Paris was freed from Nazi rule on August 25th 1944 by the 2nd Armoured Division of the Free French army, a few months after D-Day. The strange thing is that all the soldiers seemed to be white – even though the French army at the time was two-thirds black. As it turns out the British and Americans who ran D-Day would only let all-white army divisions cross the Channel. Even the black American soldiers were left behind in Britain and joined the fighting only later.
France in those days ruled much of Africa and had black soldiers in its army. In 1940 when Paris fell to Hitler 17,000 black soldiers had lost their lives defending France. In spite of that no black soldiers were allowed to take part in the liberation of Paris four years later. And to this day there is no monument in Paris to honour them.

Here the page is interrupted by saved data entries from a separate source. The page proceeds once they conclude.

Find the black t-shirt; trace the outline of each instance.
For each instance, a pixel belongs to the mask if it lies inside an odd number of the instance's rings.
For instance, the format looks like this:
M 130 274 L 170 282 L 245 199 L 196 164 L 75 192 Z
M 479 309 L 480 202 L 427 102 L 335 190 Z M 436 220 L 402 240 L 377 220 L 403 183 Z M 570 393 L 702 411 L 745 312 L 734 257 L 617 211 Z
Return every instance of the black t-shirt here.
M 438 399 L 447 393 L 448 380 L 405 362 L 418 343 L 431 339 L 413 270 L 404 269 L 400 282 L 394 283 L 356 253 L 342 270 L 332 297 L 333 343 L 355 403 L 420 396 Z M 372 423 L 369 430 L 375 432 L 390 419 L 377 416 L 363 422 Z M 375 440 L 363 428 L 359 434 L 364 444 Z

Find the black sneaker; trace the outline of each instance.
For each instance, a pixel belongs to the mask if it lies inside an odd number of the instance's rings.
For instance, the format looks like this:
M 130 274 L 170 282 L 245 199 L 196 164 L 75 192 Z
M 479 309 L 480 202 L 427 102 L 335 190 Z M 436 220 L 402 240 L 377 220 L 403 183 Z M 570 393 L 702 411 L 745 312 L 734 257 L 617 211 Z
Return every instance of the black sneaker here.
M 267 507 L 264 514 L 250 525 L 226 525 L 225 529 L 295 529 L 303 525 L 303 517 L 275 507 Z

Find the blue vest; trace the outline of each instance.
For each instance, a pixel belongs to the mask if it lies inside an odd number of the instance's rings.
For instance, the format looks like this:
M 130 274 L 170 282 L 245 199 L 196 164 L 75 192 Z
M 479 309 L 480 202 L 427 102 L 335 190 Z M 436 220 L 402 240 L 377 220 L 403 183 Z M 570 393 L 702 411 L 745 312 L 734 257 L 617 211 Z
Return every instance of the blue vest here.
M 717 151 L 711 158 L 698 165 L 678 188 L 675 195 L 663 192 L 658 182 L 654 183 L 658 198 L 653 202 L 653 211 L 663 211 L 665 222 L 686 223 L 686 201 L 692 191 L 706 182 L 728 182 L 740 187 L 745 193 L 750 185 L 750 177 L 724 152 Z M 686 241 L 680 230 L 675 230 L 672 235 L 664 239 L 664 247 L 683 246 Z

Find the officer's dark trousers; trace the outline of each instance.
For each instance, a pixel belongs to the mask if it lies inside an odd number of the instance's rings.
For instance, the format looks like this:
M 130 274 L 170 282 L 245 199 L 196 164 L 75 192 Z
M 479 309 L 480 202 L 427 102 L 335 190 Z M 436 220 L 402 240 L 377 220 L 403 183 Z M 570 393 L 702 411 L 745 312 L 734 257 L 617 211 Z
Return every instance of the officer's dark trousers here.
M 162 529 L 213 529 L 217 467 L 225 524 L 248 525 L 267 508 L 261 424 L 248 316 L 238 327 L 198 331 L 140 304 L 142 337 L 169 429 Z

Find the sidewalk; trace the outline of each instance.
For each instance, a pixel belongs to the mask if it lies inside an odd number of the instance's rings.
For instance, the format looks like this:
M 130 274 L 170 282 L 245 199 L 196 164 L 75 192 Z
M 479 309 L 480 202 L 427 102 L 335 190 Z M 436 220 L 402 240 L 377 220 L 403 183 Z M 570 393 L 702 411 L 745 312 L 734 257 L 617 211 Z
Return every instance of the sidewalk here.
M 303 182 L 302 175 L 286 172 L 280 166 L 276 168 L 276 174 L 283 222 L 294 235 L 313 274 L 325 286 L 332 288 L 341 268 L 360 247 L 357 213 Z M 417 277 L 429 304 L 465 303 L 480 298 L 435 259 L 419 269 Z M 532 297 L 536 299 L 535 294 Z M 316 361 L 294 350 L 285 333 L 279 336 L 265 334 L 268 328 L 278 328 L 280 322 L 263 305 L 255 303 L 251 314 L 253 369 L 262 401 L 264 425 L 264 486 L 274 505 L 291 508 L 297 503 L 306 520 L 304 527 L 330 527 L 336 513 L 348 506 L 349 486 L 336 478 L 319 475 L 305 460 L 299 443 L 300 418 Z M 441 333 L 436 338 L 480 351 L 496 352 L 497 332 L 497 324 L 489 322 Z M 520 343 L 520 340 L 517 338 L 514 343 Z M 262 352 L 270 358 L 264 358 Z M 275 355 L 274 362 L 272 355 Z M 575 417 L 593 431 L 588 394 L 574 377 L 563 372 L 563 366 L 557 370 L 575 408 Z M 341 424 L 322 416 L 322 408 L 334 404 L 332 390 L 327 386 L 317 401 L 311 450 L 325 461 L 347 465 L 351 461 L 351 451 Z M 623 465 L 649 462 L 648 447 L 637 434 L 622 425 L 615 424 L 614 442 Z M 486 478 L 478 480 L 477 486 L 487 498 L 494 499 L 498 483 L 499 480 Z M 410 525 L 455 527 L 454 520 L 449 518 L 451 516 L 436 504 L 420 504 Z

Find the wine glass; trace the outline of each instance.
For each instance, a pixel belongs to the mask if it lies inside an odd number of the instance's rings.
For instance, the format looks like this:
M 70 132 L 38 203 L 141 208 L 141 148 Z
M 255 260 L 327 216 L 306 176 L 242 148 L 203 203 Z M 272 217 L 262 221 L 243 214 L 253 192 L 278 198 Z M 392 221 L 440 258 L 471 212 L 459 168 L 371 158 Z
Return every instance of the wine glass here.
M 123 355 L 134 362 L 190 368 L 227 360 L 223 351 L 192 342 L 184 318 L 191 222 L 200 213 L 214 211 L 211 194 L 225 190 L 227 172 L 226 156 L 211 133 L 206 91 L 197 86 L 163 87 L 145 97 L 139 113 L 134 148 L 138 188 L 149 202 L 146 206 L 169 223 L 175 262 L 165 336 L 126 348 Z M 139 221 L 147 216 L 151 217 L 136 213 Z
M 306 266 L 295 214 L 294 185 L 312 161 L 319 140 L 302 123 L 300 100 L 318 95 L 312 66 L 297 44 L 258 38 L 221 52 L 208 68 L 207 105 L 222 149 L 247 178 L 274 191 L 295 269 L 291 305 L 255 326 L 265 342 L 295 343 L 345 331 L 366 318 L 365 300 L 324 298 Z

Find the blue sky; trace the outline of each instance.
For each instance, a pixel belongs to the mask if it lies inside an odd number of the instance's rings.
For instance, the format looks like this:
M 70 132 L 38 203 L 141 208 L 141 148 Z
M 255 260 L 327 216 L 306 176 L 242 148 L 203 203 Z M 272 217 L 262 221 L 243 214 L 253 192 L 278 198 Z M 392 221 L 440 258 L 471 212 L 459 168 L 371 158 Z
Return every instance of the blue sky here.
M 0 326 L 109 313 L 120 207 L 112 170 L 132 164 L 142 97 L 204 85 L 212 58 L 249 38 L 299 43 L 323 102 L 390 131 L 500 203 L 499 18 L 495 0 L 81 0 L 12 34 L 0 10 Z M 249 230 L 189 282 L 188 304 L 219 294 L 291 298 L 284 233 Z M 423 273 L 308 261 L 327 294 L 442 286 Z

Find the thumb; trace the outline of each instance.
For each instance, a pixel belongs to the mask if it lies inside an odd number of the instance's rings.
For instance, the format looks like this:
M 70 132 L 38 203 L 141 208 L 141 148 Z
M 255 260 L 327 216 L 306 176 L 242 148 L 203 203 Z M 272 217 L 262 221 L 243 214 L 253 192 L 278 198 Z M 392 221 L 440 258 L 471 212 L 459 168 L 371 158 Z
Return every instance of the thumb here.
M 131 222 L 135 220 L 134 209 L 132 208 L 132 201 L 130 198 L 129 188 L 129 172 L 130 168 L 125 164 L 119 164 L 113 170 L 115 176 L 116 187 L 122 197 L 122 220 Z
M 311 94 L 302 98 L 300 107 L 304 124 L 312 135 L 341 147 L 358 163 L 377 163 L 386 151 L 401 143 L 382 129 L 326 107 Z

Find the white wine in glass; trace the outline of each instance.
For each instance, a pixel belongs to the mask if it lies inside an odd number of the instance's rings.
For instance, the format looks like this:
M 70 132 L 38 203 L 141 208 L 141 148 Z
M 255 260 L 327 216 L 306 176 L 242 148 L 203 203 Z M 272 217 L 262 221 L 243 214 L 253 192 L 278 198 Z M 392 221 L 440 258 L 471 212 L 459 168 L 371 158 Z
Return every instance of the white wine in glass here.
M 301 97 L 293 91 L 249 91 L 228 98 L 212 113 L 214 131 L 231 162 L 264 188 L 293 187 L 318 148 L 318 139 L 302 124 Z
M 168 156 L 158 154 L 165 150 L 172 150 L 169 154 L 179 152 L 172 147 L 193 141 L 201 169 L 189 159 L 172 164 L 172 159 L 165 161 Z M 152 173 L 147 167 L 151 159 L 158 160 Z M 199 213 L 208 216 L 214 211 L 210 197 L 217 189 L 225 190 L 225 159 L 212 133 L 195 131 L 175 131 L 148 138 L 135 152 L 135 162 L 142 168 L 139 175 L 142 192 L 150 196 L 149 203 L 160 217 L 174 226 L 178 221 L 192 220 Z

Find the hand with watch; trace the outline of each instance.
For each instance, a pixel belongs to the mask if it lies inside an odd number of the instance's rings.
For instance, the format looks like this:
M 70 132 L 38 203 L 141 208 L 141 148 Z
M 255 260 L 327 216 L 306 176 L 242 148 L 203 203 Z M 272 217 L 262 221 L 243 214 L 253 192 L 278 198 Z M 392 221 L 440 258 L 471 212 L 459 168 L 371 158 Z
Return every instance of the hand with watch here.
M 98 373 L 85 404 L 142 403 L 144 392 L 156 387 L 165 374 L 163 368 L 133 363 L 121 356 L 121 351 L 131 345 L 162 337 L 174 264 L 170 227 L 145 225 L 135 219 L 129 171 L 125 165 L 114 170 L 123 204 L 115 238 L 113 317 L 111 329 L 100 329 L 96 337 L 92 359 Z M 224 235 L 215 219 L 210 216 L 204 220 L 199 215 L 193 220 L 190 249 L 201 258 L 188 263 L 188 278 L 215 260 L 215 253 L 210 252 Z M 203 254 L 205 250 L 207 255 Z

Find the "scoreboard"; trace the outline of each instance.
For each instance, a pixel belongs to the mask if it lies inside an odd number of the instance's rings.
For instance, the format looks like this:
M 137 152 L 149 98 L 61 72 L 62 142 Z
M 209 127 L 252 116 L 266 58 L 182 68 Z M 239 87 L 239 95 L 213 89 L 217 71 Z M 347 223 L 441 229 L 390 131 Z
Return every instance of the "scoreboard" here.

After the fall of Paris, De Gaulle fled to Africa to raise an army to some day return to free France. By 1944 his army was two-thirds black. But then five months before D-Day the British and Americans told him they did not want black soldiers freeing Paris – they would allow whites only.
De Gaulle was against it – he did not separate his men by race like the Americans did – but he had little choice.
Most of De Gaulle’s divisions were about 40% white. The whitest one was 75% white – the 2nd Armoured Division in Morocco. It would be hard to move it into position for D-Day because of all its tanks, but it was the only one that could be made all-white in time. But even as it was, many of the “whites” were not French at all but Spanish, Syrian and North African.
But why did the British and Americans want an all-white division? They said it would be better for propaganda and French morale – as if they knew more about French morale than De Gaulle himself.
Propaganda: it seems the (white) American commanders were afraid of how the sight of black soldiers freeing Paris would look on newsreels back home where everyone had been brought up on whitewashed history. So to maintain that image they forced the French to whitewash their army, forcing fiction on fact.
At the time the American army was segregated on the grounds that blacks were not brave enough to fight in battle. Blacks worked in the supply chain behind front lines as truck drivers and dock workers. They were not thrown into battle until near the end when General Eisenhower had little choice. But the black African soldiers had already proved their courage in France in 1940 and had even fought alongside white Americans in Italy in 1943.
The American motives seem clear, the British ones do not. Their army was not segregated by race and they had nothing like Jim Crow to maintain on the home front. Some say it is because they were afraid of having a black fighting force on their soil – D-Day was staged from their shores.